2

I have a steady hex-map and turn-based wargame featuring WWII carrier battles.

On a given turn, a player may choose to perform a large number of actions. Actions can be of many different types, and some actions may be performed independently of each other while others have dependencies. For example, a player may decide to move one or two naval units, then assign a mission to an air unit or not, then adjust some battle parameters or not, and then reorganize a naval task force or not.


Usually, boardgames allow players to perform only one action each turn (e.g. go or chess) or a few very similar actions (backgammon).

Here the player may select

  • Several actions
  • The actions are of different nature
  • Each action may have parameters that the player must set (e.g. strength, payload, destination)

How could I approach this problem with reinforcement learning? How would I specify a model or train it effectively to play such a game?

Here is a screenshot of the game.

enter image description here

Here's another.

enter image description here

nbro
  • 42,615
  • 12
  • 119
  • 217

2 Answers2

1

The master's thesis Action space representation in combinatorial multi-armed bandits (2015) seems to provide an answer to my question.

Several algorithms can be used

  • Naive Monte-Carlo Sampling (NMC)
  • Linear Side Information (LSI)
  • Monte Carlo Tree Search with Hierarchical Expansion (MCTS-HE)
  • MCTS with Dimensional Expansion

The idea is to divide and conquer.

Here's a screenshot of the HE algorithm from section 4.2.

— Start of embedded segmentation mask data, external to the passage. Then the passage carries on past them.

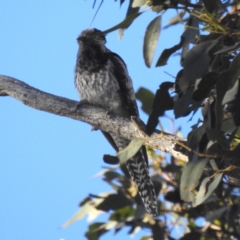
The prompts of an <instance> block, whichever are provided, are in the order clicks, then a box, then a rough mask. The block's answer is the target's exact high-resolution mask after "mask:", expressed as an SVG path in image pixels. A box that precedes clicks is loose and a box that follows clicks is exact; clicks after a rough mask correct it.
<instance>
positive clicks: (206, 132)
mask: <svg viewBox="0 0 240 240" xmlns="http://www.w3.org/2000/svg"><path fill="white" fill-rule="evenodd" d="M123 2H124V1H120V3H121V4H122V3H123ZM239 4H240V3H239V1H230V0H228V1H220V0H203V1H202V3H201V1H199V2H198V3H197V4H195V3H192V1H184V0H167V1H165V0H148V1H147V0H133V1H130V4H129V7H128V12H127V16H126V19H125V20H124V21H122V22H121V23H120V24H118V25H116V26H115V27H113V28H110V29H109V30H106V31H105V33H107V32H110V31H113V30H116V29H119V28H120V32H119V34H120V35H119V36H120V37H121V36H122V34H123V31H124V30H125V29H126V28H127V27H129V26H130V24H131V23H132V22H133V21H134V20H136V21H137V17H138V16H140V14H142V13H144V12H143V11H140V10H141V7H143V6H146V5H148V6H149V7H150V9H152V11H154V12H157V13H158V16H157V17H155V18H154V19H153V20H152V21H151V23H150V24H149V26H148V28H147V30H146V35H145V38H144V51H143V56H144V59H145V63H146V66H148V67H150V65H151V63H152V59H153V54H154V52H155V48H156V45H157V41H158V38H159V34H160V32H161V27H160V22H161V16H162V14H164V12H165V11H167V10H168V9H170V8H173V9H176V10H178V9H181V12H180V13H178V14H177V16H176V17H174V18H173V19H171V21H170V22H169V24H168V26H167V27H171V26H172V25H175V24H179V23H186V28H185V31H184V32H183V33H182V35H181V36H180V37H179V40H178V41H177V42H176V45H175V46H173V47H171V48H167V49H165V50H164V51H163V52H162V53H161V55H160V57H159V59H158V61H157V63H156V67H162V66H164V65H165V64H166V63H167V61H168V59H169V58H170V57H171V55H172V54H173V53H175V52H176V51H178V52H179V55H180V56H181V59H180V63H181V66H182V69H181V70H180V71H179V72H178V74H177V76H176V79H175V82H174V83H172V82H164V83H161V85H160V88H159V89H158V90H157V92H156V94H155V97H154V99H153V94H152V92H150V91H149V90H147V89H144V88H141V89H140V90H139V91H138V92H137V98H138V99H139V100H140V101H141V102H142V109H143V110H144V111H145V112H146V113H148V114H149V120H148V123H147V133H148V134H149V135H151V134H152V133H153V131H154V130H155V128H156V127H157V125H158V120H159V117H161V116H163V115H164V113H165V111H168V110H172V111H173V113H174V115H175V118H179V117H186V116H189V115H190V114H191V113H193V114H194V113H195V112H196V111H198V110H200V111H201V113H202V119H200V120H199V121H198V122H197V123H196V124H194V125H193V126H192V130H191V131H190V132H189V134H188V136H187V142H186V145H184V146H183V147H184V148H185V149H186V150H187V155H188V159H189V162H188V163H187V164H186V165H185V164H184V163H182V162H181V161H179V160H178V159H174V158H173V157H171V158H170V159H169V158H167V157H166V156H165V155H164V154H158V153H156V152H155V151H154V150H152V149H148V156H149V159H150V163H151V165H150V167H151V169H152V181H153V183H154V188H155V191H156V193H157V195H158V196H159V198H158V206H159V213H160V215H159V219H158V220H156V221H154V220H152V219H151V217H150V216H149V215H148V214H147V213H146V211H145V209H144V208H143V206H142V202H141V200H140V197H139V196H138V194H137V188H136V186H135V185H134V183H133V182H132V181H131V180H129V178H128V176H127V175H124V174H122V173H120V172H119V170H118V167H115V168H114V167H113V168H108V169H106V170H104V171H103V172H101V173H100V174H98V175H99V176H102V178H103V180H104V181H105V182H106V183H108V184H109V185H110V186H111V187H112V188H113V190H114V192H111V193H102V194H100V195H89V197H87V198H86V199H85V201H83V202H82V204H81V207H80V210H79V212H78V213H77V214H76V215H75V216H74V217H73V218H72V219H70V220H69V221H68V222H67V223H66V224H65V225H64V227H66V226H68V225H69V224H71V223H73V222H74V221H76V220H78V219H80V218H82V217H83V216H84V215H89V217H90V218H91V219H95V218H96V217H97V216H98V215H99V214H100V213H102V212H105V213H108V214H109V220H108V221H107V222H104V223H103V222H102V223H100V222H95V223H93V224H91V225H90V226H89V229H88V232H87V233H86V237H87V239H89V240H97V239H99V237H100V236H102V235H103V234H104V233H105V232H107V231H109V230H111V229H113V230H114V231H115V233H117V232H119V231H120V230H121V229H122V228H124V227H130V231H129V234H132V233H134V232H135V231H137V230H138V229H139V228H144V229H147V230H149V232H151V237H149V236H145V237H142V238H141V239H142V240H147V239H154V240H161V239H174V238H173V232H174V230H175V229H178V228H180V227H181V231H179V232H180V233H181V235H180V236H179V239H182V240H187V239H196V240H197V239H201V240H203V239H211V240H218V239H219V240H220V239H233V238H234V239H240V222H239V216H240V207H239V206H240V204H239V203H240V201H239V189H238V187H239V186H240V171H239V167H240V163H239V159H240V145H239V134H240V133H239V132H240V131H239V126H240V83H239V76H240V54H239V49H240V15H239V9H240V8H239ZM139 11H140V12H139ZM155 14H156V13H155ZM183 17H185V18H184V19H183ZM162 34H164V33H163V32H162ZM170 90H173V92H172V93H170V92H169V91H170ZM142 144H144V141H143V140H142V139H135V140H133V141H132V143H131V144H130V145H129V146H128V148H127V149H125V150H123V151H122V152H121V153H119V155H118V157H119V159H120V161H121V162H123V163H124V162H125V161H127V159H128V158H129V156H132V155H133V154H134V153H135V152H136V151H137V150H138V149H139V148H140V147H141V145H142ZM104 161H105V162H107V163H111V164H116V163H118V160H117V159H116V157H112V156H109V155H105V156H104ZM184 165H185V166H184ZM200 217H203V218H205V221H206V222H205V223H206V224H205V226H204V227H203V228H200V227H198V226H197V225H196V220H198V219H199V218H200ZM175 235H176V233H175Z"/></svg>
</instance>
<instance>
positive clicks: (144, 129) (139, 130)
mask: <svg viewBox="0 0 240 240" xmlns="http://www.w3.org/2000/svg"><path fill="white" fill-rule="evenodd" d="M131 121H132V122H133V125H134V127H135V128H136V130H137V131H138V132H139V133H140V135H141V137H143V138H144V137H146V125H145V124H144V122H143V121H142V120H141V119H140V118H139V117H136V116H131Z"/></svg>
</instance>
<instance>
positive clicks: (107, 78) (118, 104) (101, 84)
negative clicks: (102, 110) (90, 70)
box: [75, 70, 122, 109]
mask: <svg viewBox="0 0 240 240" xmlns="http://www.w3.org/2000/svg"><path fill="white" fill-rule="evenodd" d="M75 84H76V87H77V90H78V92H79V95H80V97H81V99H86V100H88V101H89V102H90V103H93V104H96V105H99V106H102V107H105V108H111V109H115V108H118V107H119V106H120V105H122V103H121V97H120V88H119V85H118V82H117V80H116V79H115V77H114V75H113V74H112V73H111V72H109V71H104V70H99V71H98V72H89V71H85V70H83V71H76V73H75Z"/></svg>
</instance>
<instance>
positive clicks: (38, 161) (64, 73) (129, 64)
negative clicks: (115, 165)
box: [0, 0, 189, 240]
mask: <svg viewBox="0 0 240 240" xmlns="http://www.w3.org/2000/svg"><path fill="white" fill-rule="evenodd" d="M99 3H100V1H97V3H96V6H98V4H99ZM92 4H93V1H89V0H88V1H81V0H71V1H57V0H52V1H42V0H34V1H30V0H28V1H27V0H12V1H3V2H2V4H1V9H0V16H1V22H0V28H1V38H0V53H1V58H0V74H3V75H8V76H11V77H15V78H17V79H19V80H22V81H24V82H26V83H27V84H29V85H31V86H33V87H36V88H38V89H41V90H42V91H46V92H49V93H52V94H55V95H59V96H63V97H66V98H70V99H75V100H79V98H78V95H77V92H76V89H75V87H74V80H73V79H74V65H75V61H76V53H77V48H78V46H77V43H76V38H77V36H78V35H79V34H80V32H81V31H82V30H83V29H86V28H88V27H89V25H90V23H91V21H92V18H93V16H94V14H95V11H96V7H95V9H94V10H93V9H92ZM127 5H128V2H125V3H124V4H123V5H122V7H121V8H120V7H119V2H115V1H104V3H103V5H102V8H101V9H100V11H99V13H98V15H97V17H96V19H95V20H94V22H93V24H92V27H96V28H99V29H101V30H106V29H108V28H110V27H112V26H113V25H115V24H117V23H119V22H120V21H122V20H123V19H124V17H125V13H126V9H127ZM174 14H175V12H174V11H172V12H171V13H167V14H165V15H164V16H163V26H164V25H166V23H167V20H168V19H169V17H170V16H173V15H174ZM155 16H156V13H152V12H151V11H148V12H146V13H144V14H143V15H141V16H140V17H139V18H138V19H137V20H136V21H135V22H134V23H133V24H132V26H131V27H130V28H129V29H128V30H127V31H126V32H125V34H124V36H123V39H122V40H121V41H119V40H118V39H117V32H114V33H110V34H109V35H108V36H107V46H108V48H110V49H111V50H112V51H114V52H116V53H118V54H119V55H120V56H121V57H122V58H123V59H124V60H125V62H126V63H127V65H128V69H129V72H130V75H131V77H132V79H133V82H134V87H135V90H137V89H138V88H139V87H140V86H144V87H147V88H149V89H150V90H152V91H154V92H155V90H156V89H157V88H158V86H159V84H160V83H161V82H162V81H174V79H173V78H171V77H170V76H168V75H166V74H165V73H164V71H166V72H169V73H170V74H172V75H176V73H177V72H178V71H179V69H180V65H179V58H178V57H172V58H171V59H170V61H169V63H168V65H167V66H165V67H162V68H154V67H152V68H151V69H148V68H147V67H146V66H145V65H144V61H143V57H142V45H143V38H144V33H145V29H146V27H147V25H148V23H149V21H151V19H153V18H154V17H155ZM182 30H183V27H182V26H180V27H173V28H170V29H167V30H164V31H162V33H161V36H160V41H159V44H158V48H157V52H156V54H155V58H154V62H153V65H154V64H155V63H156V60H157V58H158V56H159V55H160V53H161V52H162V50H163V49H165V48H170V47H172V46H173V45H175V44H177V43H178V42H179V37H180V31H182ZM0 111H1V120H0V123H1V135H0V136H1V137H0V146H1V157H0V192H1V200H0V213H1V219H0V226H1V231H0V239H19V240H32V239H34V240H43V239H44V240H47V239H49V240H50V239H51V240H60V239H61V240H63V239H64V240H75V239H84V238H83V234H84V232H85V231H86V230H87V226H88V224H89V223H87V222H86V218H85V219H83V220H80V221H78V222H76V223H75V224H73V225H71V226H70V227H68V228H67V229H64V230H61V229H60V226H61V225H62V224H63V223H64V222H66V221H67V220H68V219H69V218H70V217H71V216H72V215H73V214H74V213H75V212H76V211H77V210H78V203H79V202H80V201H81V200H82V199H83V198H84V197H86V196H87V195H88V194H89V193H93V194H98V193H100V192H105V191H109V190H111V189H110V187H109V186H108V185H106V184H104V182H103V181H101V179H99V178H98V179H93V178H92V176H93V175H94V174H96V173H97V172H99V171H101V169H102V167H103V166H104V163H103V161H102V156H103V154H106V153H107V154H114V151H113V150H112V149H111V147H110V146H109V145H108V143H107V141H105V139H104V138H103V136H102V135H101V134H100V132H97V131H94V132H91V131H90V130H91V126H89V125H87V124H85V123H82V122H77V121H74V120H72V119H67V118H64V117H59V116H55V115H51V114H49V113H45V112H42V111H37V110H35V109H31V108H29V107H27V106H25V105H23V104H22V103H20V102H18V101H17V100H15V99H12V98H10V97H2V98H0ZM141 117H142V118H143V120H145V121H146V119H147V116H146V115H145V114H144V113H141ZM187 120H188V119H184V120H182V119H180V120H179V121H178V123H177V124H178V125H176V126H175V128H176V127H178V126H179V125H180V124H181V125H185V124H186V123H187ZM163 123H164V127H165V129H166V130H168V131H171V130H172V125H171V123H170V122H169V121H168V120H167V121H163ZM187 125H189V124H187ZM99 219H100V220H102V219H103V218H99ZM105 219H106V218H105ZM126 232H127V229H125V230H124V231H122V232H120V233H119V234H117V235H116V236H114V238H115V239H122V238H123V236H125V235H126ZM112 234H113V232H110V233H108V234H106V235H105V236H104V237H103V238H102V239H112V236H113V235H112ZM141 235H147V232H146V231H144V232H141V233H139V234H137V235H136V239H139V238H140V236H141Z"/></svg>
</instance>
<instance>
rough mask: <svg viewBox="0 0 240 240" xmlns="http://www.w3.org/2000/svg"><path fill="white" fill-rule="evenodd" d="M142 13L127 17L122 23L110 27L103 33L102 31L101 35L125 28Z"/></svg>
mask: <svg viewBox="0 0 240 240" xmlns="http://www.w3.org/2000/svg"><path fill="white" fill-rule="evenodd" d="M142 13H143V12H140V13H134V14H132V15H130V16H128V17H127V18H125V19H124V20H123V21H122V22H120V23H119V24H117V25H115V26H114V27H111V28H109V29H107V30H105V31H103V34H107V33H110V32H113V31H115V30H117V29H119V28H126V27H127V26H129V25H130V24H131V23H132V22H133V21H134V20H135V19H136V18H137V17H139V16H140V15H141V14H142Z"/></svg>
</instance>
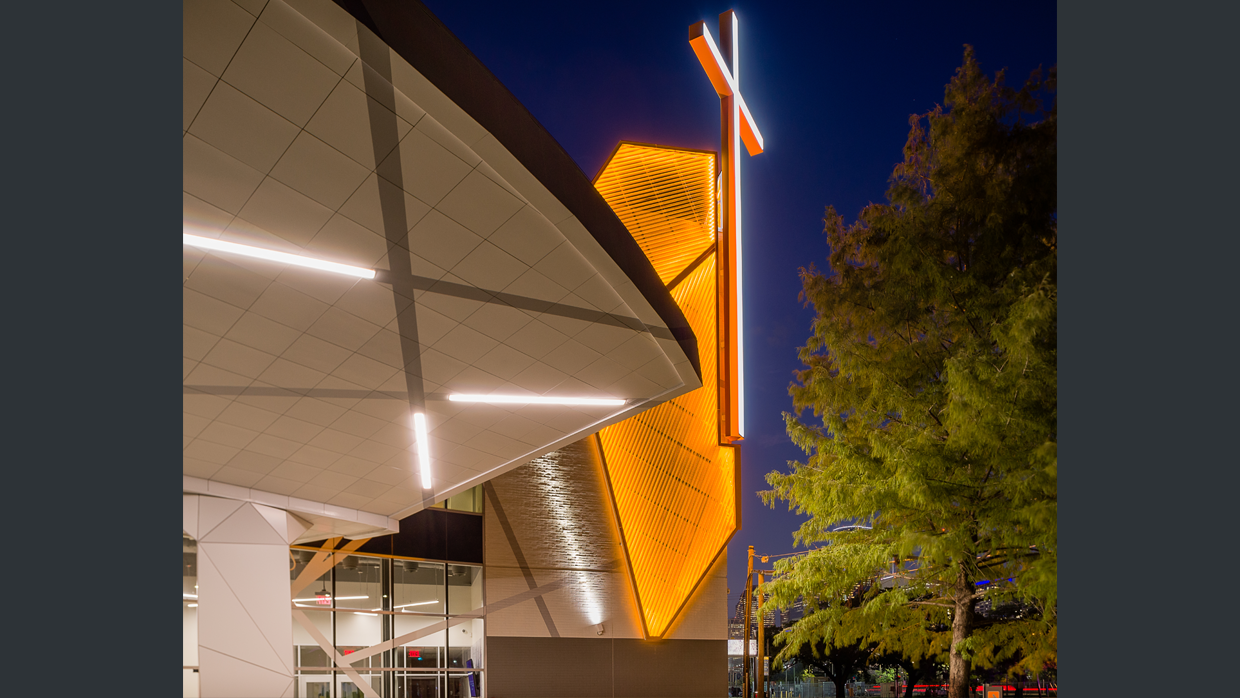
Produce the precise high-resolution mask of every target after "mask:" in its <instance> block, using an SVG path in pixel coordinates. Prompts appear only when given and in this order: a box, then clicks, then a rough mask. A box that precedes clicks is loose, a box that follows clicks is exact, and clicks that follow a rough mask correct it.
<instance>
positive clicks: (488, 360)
mask: <svg viewBox="0 0 1240 698" xmlns="http://www.w3.org/2000/svg"><path fill="white" fill-rule="evenodd" d="M533 362H534V360H533V358H531V357H528V356H526V355H523V353H521V352H520V351H517V350H515V348H512V347H510V346H507V345H500V346H497V347H495V348H494V350H491V351H489V352H487V353H486V356H484V357H482V358H479V360H477V361H476V362H475V363H474V366H475V367H477V368H480V369H482V371H486V372H487V373H490V374H492V376H498V377H500V378H502V379H503V381H511V379H513V378H516V377H517V374H518V373H521V372H522V371H525V369H526V368H529V366H531V364H532V363H533ZM459 378H460V377H459V376H458V379H459Z"/></svg>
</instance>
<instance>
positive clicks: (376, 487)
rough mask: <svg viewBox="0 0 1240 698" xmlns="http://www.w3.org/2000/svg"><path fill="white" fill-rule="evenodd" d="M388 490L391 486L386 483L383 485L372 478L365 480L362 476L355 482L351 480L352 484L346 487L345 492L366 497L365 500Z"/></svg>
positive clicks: (355, 507)
mask: <svg viewBox="0 0 1240 698" xmlns="http://www.w3.org/2000/svg"><path fill="white" fill-rule="evenodd" d="M388 490H391V487H388V486H387V485H383V484H382V482H376V481H373V480H366V479H365V477H363V479H361V480H358V481H357V482H353V484H352V485H350V486H348V487H346V488H345V492H347V493H350V495H355V496H360V497H366V498H367V500H373V498H374V497H379V496H382V495H384V493H386V492H387V491H388ZM355 508H361V507H355Z"/></svg>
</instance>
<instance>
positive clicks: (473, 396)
mask: <svg viewBox="0 0 1240 698" xmlns="http://www.w3.org/2000/svg"><path fill="white" fill-rule="evenodd" d="M448 399H449V400H451V402H454V403H487V404H599V405H609V407H620V405H622V404H624V403H625V400H620V399H614V398H548V397H538V395H461V394H451V395H448Z"/></svg>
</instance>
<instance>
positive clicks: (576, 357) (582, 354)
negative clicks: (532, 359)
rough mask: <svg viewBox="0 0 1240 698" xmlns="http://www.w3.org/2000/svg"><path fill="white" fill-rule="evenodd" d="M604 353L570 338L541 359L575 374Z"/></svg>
mask: <svg viewBox="0 0 1240 698" xmlns="http://www.w3.org/2000/svg"><path fill="white" fill-rule="evenodd" d="M601 357H603V355H601V353H599V352H596V351H594V350H591V348H590V347H588V346H585V345H583V343H580V342H578V341H575V340H568V341H567V342H564V343H562V345H559V346H558V347H556V348H554V350H552V351H551V352H548V353H547V355H546V356H543V357H541V358H539V360H541V361H542V362H544V363H549V364H551V366H554V367H556V368H559V369H560V371H563V372H565V373H569V374H573V373H577V372H579V371H582V369H583V368H585V367H587V366H589V364H591V363H594V362H595V361H598V360H599V358H601Z"/></svg>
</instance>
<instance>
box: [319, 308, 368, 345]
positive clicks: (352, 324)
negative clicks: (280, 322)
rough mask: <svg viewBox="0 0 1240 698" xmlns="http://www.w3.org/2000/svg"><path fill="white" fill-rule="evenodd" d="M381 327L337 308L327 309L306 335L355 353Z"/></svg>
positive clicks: (355, 315)
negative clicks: (313, 337) (367, 321)
mask: <svg viewBox="0 0 1240 698" xmlns="http://www.w3.org/2000/svg"><path fill="white" fill-rule="evenodd" d="M381 329H382V327H379V326H378V325H374V324H373V322H367V321H366V320H362V319H361V317H358V316H356V315H353V314H351V312H345V311H343V310H340V309H337V307H329V309H327V310H326V311H324V314H322V315H320V316H319V319H317V320H315V322H314V325H311V326H310V327H309V329H308V330H306V334H308V335H310V336H314V337H319V338H321V340H326V341H329V342H331V343H334V345H336V346H339V347H343V348H347V350H348V351H357V350H358V348H361V347H362V345H365V343H366V342H368V341H370V340H371V337H373V336H374V335H376V334H377V332H378V331H379V330H381Z"/></svg>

enter image description here

nbro
  • 42,615
  • 12
  • 119
  • 217
0

One very popular RL algorithm that is capable of predicting multiple action outputs concurrently is Proximal Policy Optimization. In that algorithm, one or more, say $n$, tuples of outputs, $(\mu, \sigma)$, can be predicted at once (having $2*n$ output nodes), where each tuple is used to parameterize a Gaussian distribution from which a respective action value is sampled. The thus sampled action values are then applied in the simulation/game. By slightly modifying this procedure, this can of course also be applied to discrete action spaces equally well.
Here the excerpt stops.